概要
/etc/group および /etc/gshadow ファイルを操作し、グループの管理を行うためのコマンドです。
コマンド名に「passwd」と付いていますが、単にグループパスワード(現在はあまり使われない機能)を設定するだけでなく、グループへのユーザー追加・削除や、グループ管理者の指名といった、グループ運用の核心となる機能を提供します。特に一般ユーザーにグループ管理権限を委譲する場合に必須となります。
仕様(引数・オプション)
構文
gpasswd [オプション] [グループ名]
主なオプション
| オプション | 説明 |
| -a [ユーザー名] | 指定したユーザーをグループに追加します(Add)。 |
| -d [ユーザー名] | 指定したユーザーをグループから削除します(Delete)。 |
| -M [ユーザーリスト] | グループのメンバーを指定したユーザー一覧で上書きします(Members)。

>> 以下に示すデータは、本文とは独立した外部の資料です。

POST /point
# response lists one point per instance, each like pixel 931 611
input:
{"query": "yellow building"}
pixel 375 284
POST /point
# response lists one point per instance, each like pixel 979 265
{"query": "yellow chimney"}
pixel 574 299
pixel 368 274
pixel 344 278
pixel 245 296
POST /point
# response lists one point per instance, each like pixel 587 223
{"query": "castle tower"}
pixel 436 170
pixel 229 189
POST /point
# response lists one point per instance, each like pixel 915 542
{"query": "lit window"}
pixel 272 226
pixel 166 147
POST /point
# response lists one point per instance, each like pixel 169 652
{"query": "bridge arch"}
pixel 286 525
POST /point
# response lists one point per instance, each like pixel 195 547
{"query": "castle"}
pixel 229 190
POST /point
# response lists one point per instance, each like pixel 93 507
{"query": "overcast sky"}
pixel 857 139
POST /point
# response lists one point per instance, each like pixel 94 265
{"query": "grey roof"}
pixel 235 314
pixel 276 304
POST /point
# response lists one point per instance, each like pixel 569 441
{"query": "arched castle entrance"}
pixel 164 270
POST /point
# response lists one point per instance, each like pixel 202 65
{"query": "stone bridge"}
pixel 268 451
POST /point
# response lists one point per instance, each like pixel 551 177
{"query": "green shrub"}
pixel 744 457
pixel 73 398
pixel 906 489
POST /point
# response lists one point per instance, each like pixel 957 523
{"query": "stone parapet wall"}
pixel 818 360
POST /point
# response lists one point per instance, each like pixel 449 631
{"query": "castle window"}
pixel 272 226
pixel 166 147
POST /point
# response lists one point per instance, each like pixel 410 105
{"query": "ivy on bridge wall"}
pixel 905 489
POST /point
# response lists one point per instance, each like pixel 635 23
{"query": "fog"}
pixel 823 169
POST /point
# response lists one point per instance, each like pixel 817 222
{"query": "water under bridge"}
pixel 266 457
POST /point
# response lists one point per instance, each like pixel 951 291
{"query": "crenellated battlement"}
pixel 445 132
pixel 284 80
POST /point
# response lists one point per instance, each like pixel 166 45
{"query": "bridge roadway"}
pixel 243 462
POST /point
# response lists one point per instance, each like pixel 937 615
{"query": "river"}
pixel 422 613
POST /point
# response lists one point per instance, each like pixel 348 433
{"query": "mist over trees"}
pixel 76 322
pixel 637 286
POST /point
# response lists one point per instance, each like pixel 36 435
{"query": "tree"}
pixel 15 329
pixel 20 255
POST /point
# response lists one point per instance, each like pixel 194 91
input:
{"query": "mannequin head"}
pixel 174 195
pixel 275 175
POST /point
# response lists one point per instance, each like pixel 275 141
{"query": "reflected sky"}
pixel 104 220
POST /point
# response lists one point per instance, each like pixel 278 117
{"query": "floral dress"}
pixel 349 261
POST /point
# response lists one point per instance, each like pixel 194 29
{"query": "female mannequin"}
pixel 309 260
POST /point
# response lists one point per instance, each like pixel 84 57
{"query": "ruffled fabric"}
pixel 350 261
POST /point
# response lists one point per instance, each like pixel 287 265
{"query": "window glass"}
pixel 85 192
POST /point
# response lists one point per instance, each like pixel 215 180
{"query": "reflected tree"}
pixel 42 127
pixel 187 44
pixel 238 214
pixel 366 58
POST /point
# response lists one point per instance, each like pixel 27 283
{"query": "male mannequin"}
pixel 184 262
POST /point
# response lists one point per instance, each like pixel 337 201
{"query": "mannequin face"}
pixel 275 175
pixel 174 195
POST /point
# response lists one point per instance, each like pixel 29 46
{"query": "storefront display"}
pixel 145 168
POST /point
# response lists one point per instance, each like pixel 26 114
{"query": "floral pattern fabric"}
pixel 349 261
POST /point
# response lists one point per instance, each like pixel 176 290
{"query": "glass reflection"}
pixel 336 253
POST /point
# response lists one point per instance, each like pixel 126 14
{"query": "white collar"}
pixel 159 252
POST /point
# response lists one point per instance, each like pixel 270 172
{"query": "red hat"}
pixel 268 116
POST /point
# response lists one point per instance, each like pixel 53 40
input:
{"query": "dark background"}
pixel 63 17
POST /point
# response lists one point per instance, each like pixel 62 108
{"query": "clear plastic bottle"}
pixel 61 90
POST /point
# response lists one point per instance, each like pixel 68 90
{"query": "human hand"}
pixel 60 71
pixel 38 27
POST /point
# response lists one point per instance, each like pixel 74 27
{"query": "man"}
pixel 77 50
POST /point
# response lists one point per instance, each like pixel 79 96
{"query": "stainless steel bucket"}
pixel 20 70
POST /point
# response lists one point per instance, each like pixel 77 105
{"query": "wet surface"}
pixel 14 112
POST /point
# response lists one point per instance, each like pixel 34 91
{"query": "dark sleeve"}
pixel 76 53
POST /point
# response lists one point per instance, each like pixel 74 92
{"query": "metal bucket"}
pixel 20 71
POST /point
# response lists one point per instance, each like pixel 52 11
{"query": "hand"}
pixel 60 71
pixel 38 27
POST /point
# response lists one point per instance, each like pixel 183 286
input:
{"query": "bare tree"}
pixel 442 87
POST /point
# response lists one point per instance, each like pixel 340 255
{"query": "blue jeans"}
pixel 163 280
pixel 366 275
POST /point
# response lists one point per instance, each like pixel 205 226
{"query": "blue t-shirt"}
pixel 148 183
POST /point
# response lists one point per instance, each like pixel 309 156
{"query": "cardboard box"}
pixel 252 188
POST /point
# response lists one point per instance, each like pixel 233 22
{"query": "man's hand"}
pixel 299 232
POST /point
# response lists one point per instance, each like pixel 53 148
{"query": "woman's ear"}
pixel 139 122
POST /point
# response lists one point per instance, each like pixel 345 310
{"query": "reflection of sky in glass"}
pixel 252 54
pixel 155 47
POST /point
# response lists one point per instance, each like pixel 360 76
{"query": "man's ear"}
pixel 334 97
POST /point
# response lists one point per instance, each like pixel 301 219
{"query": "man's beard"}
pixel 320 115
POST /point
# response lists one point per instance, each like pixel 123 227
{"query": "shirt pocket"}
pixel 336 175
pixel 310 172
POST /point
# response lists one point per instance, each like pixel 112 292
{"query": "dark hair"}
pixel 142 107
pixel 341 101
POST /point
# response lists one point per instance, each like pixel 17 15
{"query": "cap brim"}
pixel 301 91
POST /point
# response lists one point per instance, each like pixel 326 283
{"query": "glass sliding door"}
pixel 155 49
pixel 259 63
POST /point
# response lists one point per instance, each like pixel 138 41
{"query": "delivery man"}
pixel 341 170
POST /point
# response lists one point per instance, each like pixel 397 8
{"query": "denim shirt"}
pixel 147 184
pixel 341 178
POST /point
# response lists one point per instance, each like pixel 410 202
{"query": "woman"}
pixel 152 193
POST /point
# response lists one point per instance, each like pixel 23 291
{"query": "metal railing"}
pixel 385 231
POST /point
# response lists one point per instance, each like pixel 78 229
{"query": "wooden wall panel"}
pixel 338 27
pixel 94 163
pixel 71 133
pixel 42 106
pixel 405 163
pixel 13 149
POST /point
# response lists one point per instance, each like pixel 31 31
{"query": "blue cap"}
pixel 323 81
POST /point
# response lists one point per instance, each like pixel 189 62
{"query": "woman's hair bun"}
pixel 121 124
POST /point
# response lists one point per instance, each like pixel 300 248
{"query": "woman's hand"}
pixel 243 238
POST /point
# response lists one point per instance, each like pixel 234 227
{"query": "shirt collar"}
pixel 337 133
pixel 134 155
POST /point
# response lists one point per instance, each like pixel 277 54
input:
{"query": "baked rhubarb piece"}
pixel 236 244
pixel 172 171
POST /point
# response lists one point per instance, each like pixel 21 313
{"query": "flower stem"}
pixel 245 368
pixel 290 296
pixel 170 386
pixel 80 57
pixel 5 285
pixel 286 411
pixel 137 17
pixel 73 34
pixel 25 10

カンマ区切りで複数指定可能です。 |
| -A [ユーザーリスト] | グループの管理者(Administrator)を指定します。管理者はメンバーの追加・削除権限を持ちます。 |
| -r | グループのパスワードを削除します(Remove password)。 |
| -R | グループへのアクセスを制限します(パスワードを知っていても newgrp 不可)。 |
基本の使い方
グループを作成し、初期メンバーを追加する
新規グループ blue_team を作成し、ユーザー mori をメンバーとして追加します。
BASH
# グループの作成
sudo groupadd blue_team
# グループ情報の確認(作成直後はメンバーなし)
grep blue_team /etc/group
grep blue_team /etc/gshadow
# ユーザー mori を blue_team に追加
sudo gpasswd -a mori blue_team
# 追加後の確認
grep blue_team /etc/group
実行結果例
# 追加前
blue_team:x:1005:
# 追加後
blue_team:x:1005:mori
実践コマンド
メンバーを一括で設定(上書き)する
-M オプションを使用すると、指定したユーザーリストで現在のメンバー情報を完全に置き換えます。既存のメンバーはリストに含まれていなければ削除されます。
BASH
# blue_team のメンバーを mori と mori_sub の2名だけに設定する
sudo gpasswd -M mori,mori_sub blue_team
# 結果確認
grep blue_team /etc/group
実行結果例
blue_team:x:1005:mori,mori_sub
グループ管理者を指名する
通常、グループのメンバー追加はroot権限が必要ですが、-A オプションで「グループ管理者」に指名されたユーザーは、sudoなしでそのグループの gpasswd -a などを実行できるようになります。
BASH
# mori_sub を blue_team の管理者に設定
sudo gpasswd -A mori_sub blue_team
# 管理者情報の確認(/etc/gshadow の3フィールド目)
sudo grep blue_team /etc/gshadow
実行結果例
blue_team:!::mori_sub:mori,mori_sub
※ 左から「グループ名」「パスワード(暗号化)」「管理者リスト」「メンバーリスト」です。
カスタムポイント
- グループパスワードの設定オプションなしで
gpasswd [グループ名]を実行すると、そのグループにパスワードを設定できます。これにより、グループに所属していないユーザーでもnewgrpコマンドでパスワードを入力することで、一時的にそのグループの権限を得ることができます(セキュリティリスクが高いため、現在はあまり推奨されません)。
注意点
- usermod -G との違い
usermod -Gは「ユーザー側」の属性を書き換えるため、-aを付け忘れると所属している他のグループ設定が消えてしまいます。一方、gpasswd -aは「グループ側」にユーザーを追記する動作のため、他のグループ所属情報に影響を与えず安全にメンバー追加ができます。 - 即時反映についてグループへの追加や削除は、対象ユーザーが次回ログインするまで反映されません。ログイン中のユーザーに即座に反映させるには、一度ログアウトするか
newgrpコマンドを実行してもらう必要があります。
まとめ
gpasswdコマンドは、グループ運用の柔軟性を高めるためのツールです。
単なるメンバー追加には usermod -aG も使われますが、誤操作のリスクが低い gpasswd -a の方が運用上安全です。また、-A オプションによる権限委譲は、システム管理者の負担を減らし、各チームリーダーにメンバー管理を任せる際に非常に有効な機能です。